ABSTRAK
Irriyanti. 18211536
MORALITAS KORUPSI.
Jurnal.
Jurusan Manajemen, Fakultas Ekonomi, Universitas Gunadarma, 2014
Korupsi bukan lagi suatu pelanggaran hukum, akan tetapi
di Indonesia korupsi sudah sekedar menjadi suatu kebiasan.
Korupsi dilakukan, karena adanya empat unsur, yaitu niat
untuk melakukan, kemampuan untuk melakukan, peluang atau kesempatan dan target
yang cocok.Korupsi yang semakin subur dan seakan tak pernah ada
habisnya, baik ditingkat pusat sampai daerah merupakan bukti nyata betapa
bobroknya moralitas para pejabat pemerintahan kita.
BAB I
PENDAHULUAN
1.1 Latar Belakang
Sebagian ilmu sosial sudah menyatakan bahwa korupsi itu
sudah mengakar menjadi budaya bangsa Indonesia. Kalau benar pernyataan
tersebut, tentunya akan bertentangan dengan konsep bangsa Indonesia yang
memiliki nilai-nilai luhur seperti yang terkandung di Pancasila, ataupun
seperti yang telah diajarkan oleh agama-agama yang berkembang subur di
Indonesia. Korupsi bukan lagi suatu pelanggaran hukum, akan tetapi di Indonesia
korupsi sudah sekedar menjadi suatu kebiasan maka tidak heran negara Indonesia
termasuk salah satu negara terkorup di dunia.
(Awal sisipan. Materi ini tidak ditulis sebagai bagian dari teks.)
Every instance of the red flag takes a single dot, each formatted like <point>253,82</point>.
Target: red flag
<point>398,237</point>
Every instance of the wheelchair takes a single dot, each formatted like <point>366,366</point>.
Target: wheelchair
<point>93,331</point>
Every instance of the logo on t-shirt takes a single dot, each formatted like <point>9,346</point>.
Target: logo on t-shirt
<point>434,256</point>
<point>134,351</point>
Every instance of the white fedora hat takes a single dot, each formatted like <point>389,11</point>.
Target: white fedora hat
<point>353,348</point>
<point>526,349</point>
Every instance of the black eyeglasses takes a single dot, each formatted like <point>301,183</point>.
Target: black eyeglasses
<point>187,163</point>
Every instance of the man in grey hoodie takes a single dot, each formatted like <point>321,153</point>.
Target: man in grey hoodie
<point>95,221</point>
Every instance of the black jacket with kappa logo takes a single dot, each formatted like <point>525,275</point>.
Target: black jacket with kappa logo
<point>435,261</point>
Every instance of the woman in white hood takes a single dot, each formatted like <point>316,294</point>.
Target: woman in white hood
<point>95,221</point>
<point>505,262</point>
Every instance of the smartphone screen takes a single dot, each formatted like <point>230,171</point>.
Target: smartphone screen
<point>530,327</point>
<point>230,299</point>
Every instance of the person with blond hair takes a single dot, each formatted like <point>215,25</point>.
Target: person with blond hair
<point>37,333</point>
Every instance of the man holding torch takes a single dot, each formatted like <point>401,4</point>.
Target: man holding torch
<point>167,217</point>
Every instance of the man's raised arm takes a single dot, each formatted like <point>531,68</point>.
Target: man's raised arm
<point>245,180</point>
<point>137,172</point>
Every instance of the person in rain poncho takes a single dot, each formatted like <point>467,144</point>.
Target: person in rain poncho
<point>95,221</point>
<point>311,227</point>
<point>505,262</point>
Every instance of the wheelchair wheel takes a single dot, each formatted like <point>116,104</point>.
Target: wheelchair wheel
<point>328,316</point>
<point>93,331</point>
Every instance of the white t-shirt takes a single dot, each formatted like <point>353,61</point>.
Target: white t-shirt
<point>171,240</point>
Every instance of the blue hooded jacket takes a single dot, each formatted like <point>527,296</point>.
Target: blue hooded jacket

Korupsi yang semakin subur dan
seakan tak pernah ada habisnya, baik ditingkat pusat sampai daerah merupakan
bukti nyata betapa bobroknya moralitas para pejabat pemerintahan kita.
1.2.1 Rumusan Masalah
Berdasarkan latar belakang masalah yang telah dikemukakan
di atas, penulis merumuskan masalah, yaitu :
- Mengapa korupsi bisa terjadi dan sulit diberantas?
- Bagaimana dampaknya terhadap sebuah kegiatan bisnis?
- Siapa yang harus bertanggung jawab?
1.2.2 Batasan Masalah
Penulis membatasi masalah yakni hanya mencakup mengenai moralitas korupsi.
1.3 Tujuan Masalah
Tujuan yang ingin dicapai adalah mengetahui mengapa
korupsi bisa terjadi, bagaimana dampaknya terhadap sebuah kegiatan bisnis, dan
siapa yang harus bertanggung jawab.
BAB II
LANDASAN TEORI
2.1 Kerangka Teori
2.1.1 Pengertian Moralitas
Moralitas berasal dari kata dasar “moral” berasal dari
kata “mos” yang berarti kebiasaan. Kata “mores” yang berarti kesusilaan, dari
“mos”, “mores”. Moral adalah ajaran tentang baik buruk yang diterima umum
mengenai perbuatan, sikap, kewajiban dan lain-lain, akhlak budi pekerti, dan
susila. Kondisi mental yang membuat orang tetap berani, bersemangat, bergairah,
berdisiplin dan sebagainya.
Moral secara etimologi diartikan :
- Keseluruhan kaidah-kaidah kesusilaan dan kebiasaan yang berlaku pada kelompok tertentu.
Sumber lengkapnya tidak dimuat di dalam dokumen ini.